Princess Margaret touched thousands of lives during her visits to the borough over the past few decades. Ahead of tomorrow's funeral service at Windsor, FEMKE VAN IPEREN uncovers some special memories of people who have met her.

Rod Brewster was a photographer and chief photographer for Hendon Times for 30 years. During that time he took pictures of the Princess on visits over the years and remembers particularly her soft manner with children.

"Each time I photographed her, she was absolutely wonderful with the kids," he said. "They were always thrilled to bits to see her."

The Princess sometimes had a prickly relationship with the media and former Times Group picture editor Jim Rowland witnessed that close up when covering a sporting event at Copthall sports ground, when unfortunately she wasn't in the best of health.

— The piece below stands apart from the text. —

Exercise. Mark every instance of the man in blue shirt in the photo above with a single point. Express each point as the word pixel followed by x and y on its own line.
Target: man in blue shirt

"She was very pleasant with people," he said. "There were other Royals who were more aggravated by the press, but she was too and did not perform for the camera."

There were fond memories of the Princess from Betty Gibson, wife of the late Mayor of Barnet Frank Gibson.

"She was different from other people," she said. "I was extremely impressed by how she came and did the job that she came for, to see the children. She was very charming."

Victor Lyon, Conservative councillor for Totteridge, first met the Princess when he was a 16-year-old cadet.

He said: "I met her a few years ago at D Day celebrations at Hyde Park. I actually met her and spoke with her for about five minutes. She was very charming. She struck me very much as the sort of person who undertook anything with great care and feeling and took a great interest. I found her extremely interesting."

Times Group chief photographer Peter Beal, drew a contrast between photographing two royal princesses. "We never really got close to Margaret because of the Royal protocals. She looked at the children very seriously and suddenly would break into a smile and that's when you would take the photograph.

"With Princess Diana everything flowed more easily and it was much more natural."